Extreme makeup is a form of performance art, but it's a wildly accessible one. You don't have to sit for hours in a cold warehouse watching a naked man knit a scarf, or listening to the same four chords on repeat until you have that ah-ha! moment. You just have to ooh and ahh over a pair of lips turned into a giant eyeball. Easy. Cool. But once we look a little closer, we realize that a) we're looking at a form of painting and b) we're witnessing an illusion and because of this, c) we've forgotten that we're looking at a face.
Makeup requires a literal artistic skill set — i.e., you have to be able to hold a brush, draw straight lines, understand shading and contouring, blend colors, and so on.
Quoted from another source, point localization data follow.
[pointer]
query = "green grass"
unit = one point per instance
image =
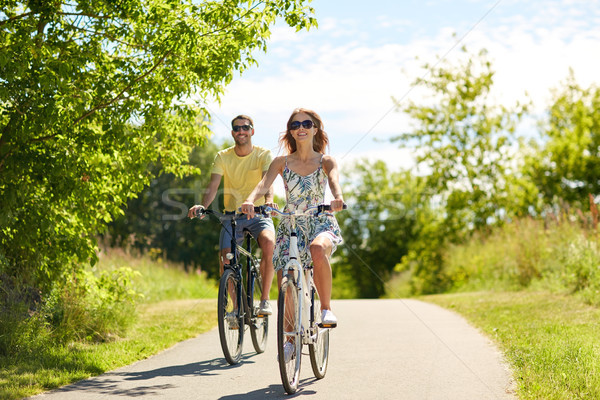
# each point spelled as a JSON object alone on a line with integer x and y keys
{"x": 165, "y": 317}
{"x": 551, "y": 341}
Anyone who thinks it's terribly easy probably hasn't tried to give herself a smoky eye after a glass of red wine with three minutes before her ride arrives.
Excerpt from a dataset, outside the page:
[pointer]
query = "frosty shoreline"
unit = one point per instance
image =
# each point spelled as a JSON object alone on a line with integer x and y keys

While the basics of makeup wearing are pretty universally known (putting on mascara, smearing on lipgloss), there's a distinct artistic skill set that separates the professional practitioners from the girls who are just wary of stepping outside without their "face" on. It's easy to forget just how much skill it takes to glop wearable paint on skin — until we see someone like Andy Alcala, who literally draws famous paintings on his face. Oh, okay. That's art, too.
And when the makeup is designed to add something additional to the face, not simply to enhance the natural human contours, it's easy to forget we're looking at a human face at all. Instead of seeing "eyelid," we see "miniature scene." Instead of seeing "pair of lips," we see "surreally huge eyeball." Instead of seeing "man's face," we see "weird version of Monet's sunrise."
"Yeah, yeah," you're thinking. "People draw pictures on their faces. Whatever." But it's so more than that. Let's look at Holmbom's lip-turned-eyes again. She's taken the human lips, which we associate with so much (speech and love and lust and eating and breathing and gossiping and singing) and turned them into something unrecognizable, de-sensualized, and creepy. It makes us question everything we associate with the human face.
And that's where the dialogue about perception, female beauty, and self-acceptance starts.